Did a lot of chilling out and taking it easy (it’s a hard life!), and booked a snorkeling trip for the following day, which was absolutely fantastic! The first stop at the coral reef was just to get used to snorkeling again, which I found to be no problem. There were thousands of fish around with every colour and pattern imaginable, and the coral itself was of all shapes and sizes, with natural channels to swim through. The second boat stop was to swim with the sharks and rays. It’s a little unnerving at first, feeding a ray with fish from your hand six feet underwater, whilst sharks are swimming just beneath , but it’s one hell of an experience! There were probably about 20 rays in all, and three sharks. I could have spent the whole day there, but had to move on in the end . What a memory though!
The day after, I decided to spend on the island not doing a great deal, so nothing to report other than I finished reading a book and drank a couple of bottles of Guinness.
Last day of the month, the 31st, and I headed back to the mainland and caught a bus out to San Ignacio, known locally as Cayo. Settled into the hotel and had a wander around whilst I planned what to do in the area. The following day I visited the site of Xunantunich, which involved catching a local bus, and then a short ferry ride (as in 1minute) across a small river. There were some nice carved friezes at the site and some stelae, but no images of Chac the rain god. Although these civilisations further out from the Yucatan region are classed as Maya sites, the religious aspect seems to be missing from them. I managed to take a short video of an iguana walking near the river which looks pretty cool, and when I got back, I booked a tour to visit the ATM cave for the following day.

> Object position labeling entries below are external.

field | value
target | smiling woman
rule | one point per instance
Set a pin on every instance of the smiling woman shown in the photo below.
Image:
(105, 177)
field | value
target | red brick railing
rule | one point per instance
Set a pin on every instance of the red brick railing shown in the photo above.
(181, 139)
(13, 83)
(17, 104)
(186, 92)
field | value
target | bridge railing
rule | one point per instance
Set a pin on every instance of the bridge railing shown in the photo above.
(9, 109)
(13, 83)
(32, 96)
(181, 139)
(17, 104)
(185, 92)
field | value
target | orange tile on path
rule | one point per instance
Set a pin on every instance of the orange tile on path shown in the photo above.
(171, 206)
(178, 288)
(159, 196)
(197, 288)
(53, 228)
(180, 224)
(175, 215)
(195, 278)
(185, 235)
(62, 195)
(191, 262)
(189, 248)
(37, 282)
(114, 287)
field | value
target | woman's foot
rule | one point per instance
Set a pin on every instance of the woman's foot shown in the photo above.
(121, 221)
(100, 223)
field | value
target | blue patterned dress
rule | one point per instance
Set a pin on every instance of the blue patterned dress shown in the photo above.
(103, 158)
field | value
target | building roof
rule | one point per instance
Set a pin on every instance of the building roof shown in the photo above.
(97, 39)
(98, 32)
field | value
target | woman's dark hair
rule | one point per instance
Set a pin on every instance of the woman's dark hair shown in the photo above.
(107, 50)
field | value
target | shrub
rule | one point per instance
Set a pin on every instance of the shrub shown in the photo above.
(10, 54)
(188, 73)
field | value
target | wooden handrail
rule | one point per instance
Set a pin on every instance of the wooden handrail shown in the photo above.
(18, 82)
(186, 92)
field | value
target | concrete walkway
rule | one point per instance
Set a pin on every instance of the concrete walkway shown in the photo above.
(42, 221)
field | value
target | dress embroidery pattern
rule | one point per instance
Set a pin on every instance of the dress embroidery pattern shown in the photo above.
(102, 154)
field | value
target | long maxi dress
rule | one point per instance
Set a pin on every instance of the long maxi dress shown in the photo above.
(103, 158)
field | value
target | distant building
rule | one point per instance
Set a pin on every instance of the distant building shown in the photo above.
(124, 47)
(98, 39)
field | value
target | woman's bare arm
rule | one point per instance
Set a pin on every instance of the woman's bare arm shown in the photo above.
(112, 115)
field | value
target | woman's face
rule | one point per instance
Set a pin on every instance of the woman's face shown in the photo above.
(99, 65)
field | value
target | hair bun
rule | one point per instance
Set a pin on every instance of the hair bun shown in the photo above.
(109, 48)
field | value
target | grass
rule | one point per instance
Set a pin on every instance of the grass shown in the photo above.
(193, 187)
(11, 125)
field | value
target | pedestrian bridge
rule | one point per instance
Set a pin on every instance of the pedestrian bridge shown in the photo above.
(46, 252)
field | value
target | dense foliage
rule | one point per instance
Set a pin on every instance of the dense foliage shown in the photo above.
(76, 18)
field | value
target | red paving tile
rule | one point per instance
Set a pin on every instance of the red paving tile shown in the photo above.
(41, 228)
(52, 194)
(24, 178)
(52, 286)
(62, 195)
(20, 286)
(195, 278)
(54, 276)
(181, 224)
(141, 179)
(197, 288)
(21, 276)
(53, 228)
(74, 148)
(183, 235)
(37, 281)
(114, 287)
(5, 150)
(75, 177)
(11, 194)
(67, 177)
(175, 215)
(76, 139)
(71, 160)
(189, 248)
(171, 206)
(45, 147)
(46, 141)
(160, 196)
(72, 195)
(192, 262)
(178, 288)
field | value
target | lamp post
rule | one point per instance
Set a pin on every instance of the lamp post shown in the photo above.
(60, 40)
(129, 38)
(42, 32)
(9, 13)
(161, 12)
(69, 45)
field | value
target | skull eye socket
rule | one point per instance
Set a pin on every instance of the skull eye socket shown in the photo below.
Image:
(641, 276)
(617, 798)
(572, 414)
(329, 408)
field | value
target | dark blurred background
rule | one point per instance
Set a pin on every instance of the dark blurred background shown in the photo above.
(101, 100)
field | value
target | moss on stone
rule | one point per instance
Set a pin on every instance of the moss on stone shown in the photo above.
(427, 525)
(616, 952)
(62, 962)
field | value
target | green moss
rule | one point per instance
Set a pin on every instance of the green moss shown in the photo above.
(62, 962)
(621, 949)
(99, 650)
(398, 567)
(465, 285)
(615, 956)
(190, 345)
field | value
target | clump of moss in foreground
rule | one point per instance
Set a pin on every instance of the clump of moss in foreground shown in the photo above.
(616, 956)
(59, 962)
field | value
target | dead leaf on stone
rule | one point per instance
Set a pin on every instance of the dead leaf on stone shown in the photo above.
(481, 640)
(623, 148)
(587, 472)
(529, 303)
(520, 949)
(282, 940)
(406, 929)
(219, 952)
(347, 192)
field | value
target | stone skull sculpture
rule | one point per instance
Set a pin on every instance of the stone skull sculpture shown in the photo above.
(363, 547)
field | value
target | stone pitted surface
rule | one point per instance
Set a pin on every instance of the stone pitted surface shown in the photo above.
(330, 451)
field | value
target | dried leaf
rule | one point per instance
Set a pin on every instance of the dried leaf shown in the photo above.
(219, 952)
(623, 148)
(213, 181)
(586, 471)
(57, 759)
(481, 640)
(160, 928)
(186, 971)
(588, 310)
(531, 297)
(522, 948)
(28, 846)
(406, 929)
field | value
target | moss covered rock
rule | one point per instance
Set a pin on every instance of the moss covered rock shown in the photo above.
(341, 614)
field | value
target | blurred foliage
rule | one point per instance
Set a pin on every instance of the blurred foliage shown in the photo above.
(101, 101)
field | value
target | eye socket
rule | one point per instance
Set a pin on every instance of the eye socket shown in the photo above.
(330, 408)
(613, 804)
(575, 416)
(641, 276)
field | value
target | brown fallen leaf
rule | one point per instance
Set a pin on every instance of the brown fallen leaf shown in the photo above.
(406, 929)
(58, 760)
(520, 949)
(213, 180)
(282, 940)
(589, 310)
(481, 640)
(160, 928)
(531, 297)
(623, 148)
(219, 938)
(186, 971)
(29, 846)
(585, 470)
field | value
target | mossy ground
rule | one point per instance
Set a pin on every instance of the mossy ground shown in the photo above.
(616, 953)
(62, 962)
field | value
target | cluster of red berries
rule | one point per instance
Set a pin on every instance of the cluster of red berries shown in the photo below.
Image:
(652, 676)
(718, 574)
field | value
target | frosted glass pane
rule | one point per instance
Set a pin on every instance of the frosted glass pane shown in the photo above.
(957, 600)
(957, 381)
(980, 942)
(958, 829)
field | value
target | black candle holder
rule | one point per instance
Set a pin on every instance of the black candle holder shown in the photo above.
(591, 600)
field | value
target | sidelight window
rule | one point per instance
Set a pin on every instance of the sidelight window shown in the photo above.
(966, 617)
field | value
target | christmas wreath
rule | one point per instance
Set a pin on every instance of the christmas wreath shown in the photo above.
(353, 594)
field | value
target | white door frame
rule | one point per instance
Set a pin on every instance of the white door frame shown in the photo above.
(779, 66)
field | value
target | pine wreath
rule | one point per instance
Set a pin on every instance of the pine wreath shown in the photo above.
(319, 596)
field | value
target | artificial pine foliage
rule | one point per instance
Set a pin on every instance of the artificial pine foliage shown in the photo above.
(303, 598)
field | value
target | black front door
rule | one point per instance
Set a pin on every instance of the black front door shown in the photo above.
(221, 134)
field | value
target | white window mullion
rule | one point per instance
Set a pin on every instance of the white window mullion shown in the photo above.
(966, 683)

Unfortunately, the following day the tour was cancelled because during the night a storm had blocked the path with fallen trees, but I’d heard good things about the tour, so I made up my mind to stay an extra day and re-schedule it.
And it was a good job I did too as the experience was totally amazing. It was about three quarters of an hour away from the town, and at the end of a dirt track, we ditched the van and hiked in for a few kilometres crossing several streams and climbing over some of the fallen trees which were still to be cleared. We reached the cave entrance, and stopped for a food break before entering the system itself. Off with the t-shirt, on with the safety helmet and we started with a short swim into the cave. My boots were feeling pretty heavy by now, I can tell you! After that, it was a series of wading, clambouring over rocks, squeezing through gaps, climbing and swimming. It really was great fun, and Carlos the guide was very passionate about what he was doing . The rock formations with stalactites and stalagmites were some of the best I’ve seen, and the cave was pristine.


After a couple of hours, we reached the back chamber where the Mayans had left their offerings to the Gods.


This place was so cool it’s unbelievable! Right there at my feet and fingertips were pottery and skeletons calcified to the floor over time, exactly as they had been left over a thousand years ago. The unique aspect of the cave is that you can be that close to something so ancient, and know that it hasn’t been moved in all that time. Seeing artifacts in museums is all fine and good, but seeing it in situ like that was a real privilege. The whole excursion was mind blowing, a wonderful mixture of fun, exercise, challenge and history. Met up with a couple of people after the trip, and moved on to Tikal with Mark, an American lad of about the same age the following day.
The border crossing from Belize into Guatemala had the normal chaotic scenes of backed up traffic, money changers and people wandering around cluelessly.